Прошло с тех пор лет 20. И вот новая волна попыток показать «человеческое Православие» захлестнула Церковь. Только теперь уже изнутри. Создаётся даже такое впечатление, что некоторые молодые священники соревнуются, кто креативней и современней, кто найдёт самый примитивно-доходчивый язык проповеди. Там, глядишь, какой-нибудь отец красуется перед камерой на YouTube: «Это фуфло, а тут чувак с чувихой… Анджелина Джоли — класс». Или концерт в городе Одессе хора семинаристов, на мотив «Хава нагилы» поющих православную молитву «Многая лета». Однако никто не говорит, что это Православие с пейсами, это, видимо, то самое — с человеческим лицом.

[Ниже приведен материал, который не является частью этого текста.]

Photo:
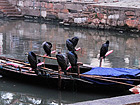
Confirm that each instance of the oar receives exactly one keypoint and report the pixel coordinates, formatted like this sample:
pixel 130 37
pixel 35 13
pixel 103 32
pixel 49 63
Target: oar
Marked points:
pixel 116 78
pixel 76 73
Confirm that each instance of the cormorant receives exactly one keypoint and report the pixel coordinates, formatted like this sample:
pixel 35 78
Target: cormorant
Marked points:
pixel 71 43
pixel 47 48
pixel 62 61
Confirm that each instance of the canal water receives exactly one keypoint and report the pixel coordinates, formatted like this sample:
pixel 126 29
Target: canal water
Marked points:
pixel 19 37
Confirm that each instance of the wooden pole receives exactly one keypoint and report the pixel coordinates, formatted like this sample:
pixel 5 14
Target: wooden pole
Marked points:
pixel 101 61
pixel 59 77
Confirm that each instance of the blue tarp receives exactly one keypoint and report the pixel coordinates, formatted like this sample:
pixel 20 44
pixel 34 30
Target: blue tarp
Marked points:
pixel 111 72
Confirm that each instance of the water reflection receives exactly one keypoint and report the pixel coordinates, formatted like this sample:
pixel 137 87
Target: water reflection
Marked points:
pixel 19 37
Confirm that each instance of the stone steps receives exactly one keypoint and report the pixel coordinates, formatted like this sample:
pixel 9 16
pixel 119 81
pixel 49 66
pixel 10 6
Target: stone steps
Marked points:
pixel 8 9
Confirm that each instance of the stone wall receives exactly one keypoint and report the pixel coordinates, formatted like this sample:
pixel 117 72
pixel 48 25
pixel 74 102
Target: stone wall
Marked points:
pixel 83 14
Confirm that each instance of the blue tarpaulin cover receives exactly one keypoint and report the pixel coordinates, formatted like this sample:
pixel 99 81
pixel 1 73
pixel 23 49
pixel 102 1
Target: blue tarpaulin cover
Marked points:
pixel 111 72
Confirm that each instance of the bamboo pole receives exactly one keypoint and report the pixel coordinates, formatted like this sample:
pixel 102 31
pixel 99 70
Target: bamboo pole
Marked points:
pixel 59 77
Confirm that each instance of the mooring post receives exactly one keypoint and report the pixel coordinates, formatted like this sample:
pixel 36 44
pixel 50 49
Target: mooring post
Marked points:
pixel 101 61
pixel 44 61
pixel 59 77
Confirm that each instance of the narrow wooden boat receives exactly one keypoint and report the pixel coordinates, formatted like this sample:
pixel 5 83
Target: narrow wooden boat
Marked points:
pixel 50 74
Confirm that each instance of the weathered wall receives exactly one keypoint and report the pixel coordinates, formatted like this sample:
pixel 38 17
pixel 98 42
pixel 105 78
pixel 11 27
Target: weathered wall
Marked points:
pixel 83 14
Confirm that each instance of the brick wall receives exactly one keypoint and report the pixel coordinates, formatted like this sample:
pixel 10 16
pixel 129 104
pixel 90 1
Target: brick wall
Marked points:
pixel 83 14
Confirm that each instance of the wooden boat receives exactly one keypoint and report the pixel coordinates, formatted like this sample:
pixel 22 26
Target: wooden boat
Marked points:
pixel 50 74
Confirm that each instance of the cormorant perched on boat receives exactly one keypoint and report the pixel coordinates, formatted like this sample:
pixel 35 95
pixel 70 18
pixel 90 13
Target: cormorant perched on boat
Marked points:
pixel 47 48
pixel 62 61
pixel 104 49
pixel 32 60
pixel 75 41
pixel 72 56
pixel 71 43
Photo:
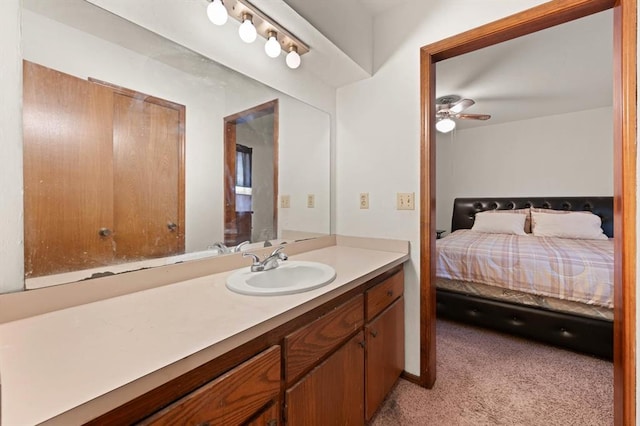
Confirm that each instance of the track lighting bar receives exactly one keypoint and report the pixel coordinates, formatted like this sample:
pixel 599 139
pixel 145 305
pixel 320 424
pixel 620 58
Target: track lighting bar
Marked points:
pixel 264 25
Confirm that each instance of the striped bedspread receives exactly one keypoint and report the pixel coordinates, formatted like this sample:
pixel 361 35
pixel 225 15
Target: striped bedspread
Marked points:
pixel 577 270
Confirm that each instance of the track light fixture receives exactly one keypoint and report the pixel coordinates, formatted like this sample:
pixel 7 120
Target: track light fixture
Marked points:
pixel 217 13
pixel 272 47
pixel 247 31
pixel 293 58
pixel 254 22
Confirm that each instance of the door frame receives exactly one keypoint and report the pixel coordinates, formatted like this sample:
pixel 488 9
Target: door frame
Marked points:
pixel 230 124
pixel 625 152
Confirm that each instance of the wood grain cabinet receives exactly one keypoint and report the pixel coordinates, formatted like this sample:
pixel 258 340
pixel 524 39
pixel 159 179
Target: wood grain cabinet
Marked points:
pixel 331 394
pixel 336 366
pixel 384 335
pixel 248 394
pixel 351 384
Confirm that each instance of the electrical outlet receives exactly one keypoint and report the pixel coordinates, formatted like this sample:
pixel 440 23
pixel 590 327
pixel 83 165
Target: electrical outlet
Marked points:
pixel 364 200
pixel 405 201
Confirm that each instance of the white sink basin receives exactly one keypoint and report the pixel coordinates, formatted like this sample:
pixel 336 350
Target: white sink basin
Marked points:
pixel 292 276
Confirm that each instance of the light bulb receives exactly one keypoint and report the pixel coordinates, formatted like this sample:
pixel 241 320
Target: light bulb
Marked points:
pixel 445 125
pixel 247 31
pixel 293 58
pixel 272 47
pixel 217 13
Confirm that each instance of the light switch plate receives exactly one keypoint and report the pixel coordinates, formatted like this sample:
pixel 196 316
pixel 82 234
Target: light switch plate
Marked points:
pixel 406 201
pixel 364 200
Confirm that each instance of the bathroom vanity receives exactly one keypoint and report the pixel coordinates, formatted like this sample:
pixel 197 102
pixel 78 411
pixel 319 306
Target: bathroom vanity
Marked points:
pixel 194 352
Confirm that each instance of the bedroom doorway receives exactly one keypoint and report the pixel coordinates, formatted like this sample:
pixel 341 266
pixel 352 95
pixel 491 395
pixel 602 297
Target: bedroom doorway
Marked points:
pixel 625 52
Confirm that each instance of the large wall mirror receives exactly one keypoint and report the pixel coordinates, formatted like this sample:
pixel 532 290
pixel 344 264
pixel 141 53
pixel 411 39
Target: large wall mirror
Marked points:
pixel 210 190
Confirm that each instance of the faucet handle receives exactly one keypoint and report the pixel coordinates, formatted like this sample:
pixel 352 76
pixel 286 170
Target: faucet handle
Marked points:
pixel 256 259
pixel 277 251
pixel 279 254
pixel 238 248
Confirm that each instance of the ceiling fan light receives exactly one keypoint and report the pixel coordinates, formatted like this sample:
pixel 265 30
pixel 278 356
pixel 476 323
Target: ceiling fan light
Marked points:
pixel 293 58
pixel 247 30
pixel 217 13
pixel 445 125
pixel 272 47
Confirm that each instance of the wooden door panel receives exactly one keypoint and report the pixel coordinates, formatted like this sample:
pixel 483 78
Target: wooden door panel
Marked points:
pixel 146 147
pixel 333 392
pixel 385 354
pixel 67 172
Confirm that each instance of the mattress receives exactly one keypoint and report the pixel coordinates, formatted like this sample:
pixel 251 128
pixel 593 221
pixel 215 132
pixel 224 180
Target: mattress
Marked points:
pixel 552 268
pixel 522 298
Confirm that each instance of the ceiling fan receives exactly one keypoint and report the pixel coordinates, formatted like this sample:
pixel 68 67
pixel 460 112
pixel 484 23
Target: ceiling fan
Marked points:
pixel 450 107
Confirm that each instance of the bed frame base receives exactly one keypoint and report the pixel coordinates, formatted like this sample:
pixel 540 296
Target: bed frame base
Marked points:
pixel 578 333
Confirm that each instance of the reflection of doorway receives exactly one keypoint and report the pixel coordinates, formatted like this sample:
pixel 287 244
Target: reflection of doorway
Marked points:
pixel 625 52
pixel 251 174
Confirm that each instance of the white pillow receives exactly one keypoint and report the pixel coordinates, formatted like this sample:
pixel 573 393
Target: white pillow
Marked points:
pixel 577 225
pixel 499 223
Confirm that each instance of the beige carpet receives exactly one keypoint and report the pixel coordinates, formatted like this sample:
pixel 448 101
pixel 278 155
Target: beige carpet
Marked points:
pixel 488 378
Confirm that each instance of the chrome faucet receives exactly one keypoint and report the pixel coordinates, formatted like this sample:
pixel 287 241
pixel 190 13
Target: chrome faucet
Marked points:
pixel 238 248
pixel 270 262
pixel 222 249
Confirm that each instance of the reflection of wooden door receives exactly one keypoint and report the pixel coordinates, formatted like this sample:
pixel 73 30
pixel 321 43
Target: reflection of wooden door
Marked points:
pixel 146 149
pixel 103 173
pixel 67 172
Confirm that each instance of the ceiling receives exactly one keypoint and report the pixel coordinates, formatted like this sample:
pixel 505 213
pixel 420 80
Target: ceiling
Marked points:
pixel 559 70
pixel 375 7
pixel 562 69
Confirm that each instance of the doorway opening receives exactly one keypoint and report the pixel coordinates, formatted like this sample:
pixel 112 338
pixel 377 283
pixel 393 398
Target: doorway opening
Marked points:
pixel 625 52
pixel 251 174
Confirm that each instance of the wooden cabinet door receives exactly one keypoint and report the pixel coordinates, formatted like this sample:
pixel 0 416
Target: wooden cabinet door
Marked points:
pixel 270 416
pixel 333 392
pixel 233 399
pixel 147 153
pixel 68 185
pixel 385 354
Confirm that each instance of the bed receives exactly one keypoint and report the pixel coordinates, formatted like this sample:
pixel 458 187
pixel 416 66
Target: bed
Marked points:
pixel 565 321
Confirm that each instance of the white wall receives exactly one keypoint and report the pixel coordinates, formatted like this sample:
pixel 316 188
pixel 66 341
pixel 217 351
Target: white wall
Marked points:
pixel 378 130
pixel 562 155
pixel 11 242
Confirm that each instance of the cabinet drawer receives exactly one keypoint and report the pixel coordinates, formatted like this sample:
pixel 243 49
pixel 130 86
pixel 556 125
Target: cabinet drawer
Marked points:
pixel 381 296
pixel 306 346
pixel 231 399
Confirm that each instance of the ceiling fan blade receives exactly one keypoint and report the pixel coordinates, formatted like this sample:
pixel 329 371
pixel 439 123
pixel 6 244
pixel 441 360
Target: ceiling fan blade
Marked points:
pixel 473 116
pixel 461 106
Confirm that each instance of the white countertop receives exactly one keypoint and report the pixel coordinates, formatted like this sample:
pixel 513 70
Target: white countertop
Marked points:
pixel 54 362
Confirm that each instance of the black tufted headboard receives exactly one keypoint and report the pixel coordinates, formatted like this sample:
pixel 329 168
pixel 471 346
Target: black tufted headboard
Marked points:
pixel 465 209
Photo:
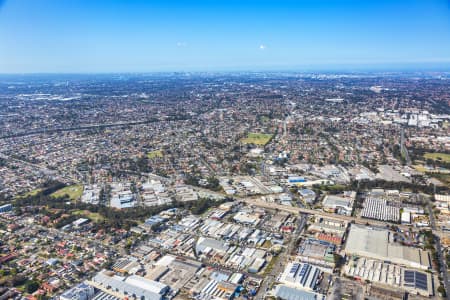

Не отстаёт и православная журналистика, например, недавно на популярном православном портале читаю заголовок: «Приключения Библии в России: быть ли новому переводу?» Интересно, это кому-то ещё режет слух? Или уже привыкли? Страх Божий потеряли? Тогда объясняю: Библия — это не приключения «Итальянцев в России». Это Бытие, Исход… Евангелие, Апокалипсис… Вот вышла книга одного священника, а к ней предисловие очень хорошего, уважаемого мною журналиста, где он про батюшку пишет: «Священник с человеческим лицом». Я что, должен сразу себе представить, будто нас окружает безчисленное количество попов с нечеловеческими физиономиями? Конечно, не этого эффекта добивался журналист, а хотел подчеркнуть удивительную духовность и образованность батюшки. Но слух опять режет.

К сожалению, мы часто забываем слова Спасителя: Царство Мое не от мира сего. Слова эти неизменны, как и всё Евангелие. Однако новые традиции либерального диалога таковы, что напоминание об Истине теперь называют некорректной запредельной критикой.

Современные православные либералы очень хорошо научились манипулировать двумя понятиями: свобода и любовь. Если вы такому «ортодоксу» на его мысли об обновлении Церкви, якобы закосневшей, не идущей «в ногу со временем», скажете: «Так нельзя», — то сначала обязательно услышите: «Господь сказал: Се творю все новое!». Когда же просто поймаете за руку такого товарища, обратив внимание на противоречие мнению отцов Вселенских Соборов, вас сразят любовью: «Что ты, брат, надо всё с любовью решать! Ты же православный, христианин!» И вот приходится отходить, сокрушаясь в сердце своём об отсутствии любви, не зная, как и ответить. Вспомнится вдруг заушение Ариево, и совсем неразбериха в голове начнётся. А тут ещё вдогонку что-то про кота Леопольда пошутят: «Ребята, давайте жить дружно!»

Я очень люблю святителя Николая и часто многие современные события измеряю таким образом: а за это великий святитель мог заушить или нет? Так же советую и плывущим в мэйнстриме «Православия с человеческим лицом» задумываться иногда: а если придёт и прямо в ухо?